Date Approved

2015

Date Posted

4-30-2015

Degree Type

Open Access Senior Honors Thesis

Department

Psychology

First Advisor

Dr. Dean Lauterbach

Second Advisor

Dr. Stephen Jefferson

Abstract

Exposure to community violence is positively correlated with aggression towards other people (Allwood & Bell, 2008). Researchers in this area have classified aggression into two broad categories, proactive and reactive aggression. Proactive aggression refers to aggression that is used as an instrument to achieve a goal, whereas reactive aggression refers to aggression that is used as a response to a real or perceived treat (Chaux, Arboleda, & Rincon, 2012). Exposure to community violence impacts both reactive and proactive aggression, but mechanisms explaining this relationship are still unclear. One potential mediator of this relationship is religiosity.

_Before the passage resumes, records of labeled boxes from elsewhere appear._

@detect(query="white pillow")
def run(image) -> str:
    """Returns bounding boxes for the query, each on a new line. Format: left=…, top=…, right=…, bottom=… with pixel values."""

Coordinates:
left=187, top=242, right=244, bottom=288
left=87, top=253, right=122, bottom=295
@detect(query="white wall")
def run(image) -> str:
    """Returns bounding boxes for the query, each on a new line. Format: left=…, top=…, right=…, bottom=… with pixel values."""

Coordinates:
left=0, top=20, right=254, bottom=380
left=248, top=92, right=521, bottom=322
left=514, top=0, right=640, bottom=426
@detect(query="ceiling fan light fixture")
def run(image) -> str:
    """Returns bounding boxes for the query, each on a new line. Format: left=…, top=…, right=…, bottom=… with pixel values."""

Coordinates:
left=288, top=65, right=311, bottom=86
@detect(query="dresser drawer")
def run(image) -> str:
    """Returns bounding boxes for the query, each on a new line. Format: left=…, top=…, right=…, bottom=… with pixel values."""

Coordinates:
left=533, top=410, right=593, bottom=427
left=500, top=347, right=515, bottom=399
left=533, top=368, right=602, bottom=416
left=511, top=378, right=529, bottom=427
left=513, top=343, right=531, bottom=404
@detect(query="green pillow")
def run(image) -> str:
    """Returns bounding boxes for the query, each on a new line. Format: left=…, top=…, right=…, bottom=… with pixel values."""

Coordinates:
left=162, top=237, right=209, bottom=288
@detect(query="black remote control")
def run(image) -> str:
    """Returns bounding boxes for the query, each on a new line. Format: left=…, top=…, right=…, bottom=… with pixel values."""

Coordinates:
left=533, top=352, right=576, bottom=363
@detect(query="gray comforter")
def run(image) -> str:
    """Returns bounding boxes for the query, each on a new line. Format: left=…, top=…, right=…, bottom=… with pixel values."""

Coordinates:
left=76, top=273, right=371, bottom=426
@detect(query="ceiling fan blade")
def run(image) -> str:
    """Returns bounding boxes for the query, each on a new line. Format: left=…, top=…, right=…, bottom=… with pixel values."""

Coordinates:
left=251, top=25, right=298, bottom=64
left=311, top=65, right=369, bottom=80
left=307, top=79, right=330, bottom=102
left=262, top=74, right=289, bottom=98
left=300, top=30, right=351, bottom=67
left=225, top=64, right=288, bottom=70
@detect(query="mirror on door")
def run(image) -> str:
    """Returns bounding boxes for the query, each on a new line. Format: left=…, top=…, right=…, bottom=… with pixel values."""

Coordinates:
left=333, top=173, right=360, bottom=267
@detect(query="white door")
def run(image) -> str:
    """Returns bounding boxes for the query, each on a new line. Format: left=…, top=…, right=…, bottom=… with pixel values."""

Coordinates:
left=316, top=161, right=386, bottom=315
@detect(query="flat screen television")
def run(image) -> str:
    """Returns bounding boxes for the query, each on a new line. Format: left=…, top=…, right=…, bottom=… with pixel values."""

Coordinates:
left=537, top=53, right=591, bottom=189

Previous research suggests that individuals turn to religion as a coping mechanism when encountering stressful situations, but the efficacy of this coping mechanism has generated mixed results (Ano & Vasconcelles, 2005). Considering that exposure to violence and aggressive behavior lead to stress, it is plausible that religiosity is a mediator of this relationship. One hundred twenty three currently enrolled Eastern Michigan University undergraduate students completed self-report measures assessing exposure to community violence, religiosity and both reactive and proactive aggression. It was hypothesized that higher levels of exposure to violence are positively correlated with both types of aggression and religious coping would moderate that relationship. This hypothesis was not supported. However, there was a direct effect between experiences with 'safety' (the mirror image of violence exposure) and lower levels of proactive aggression.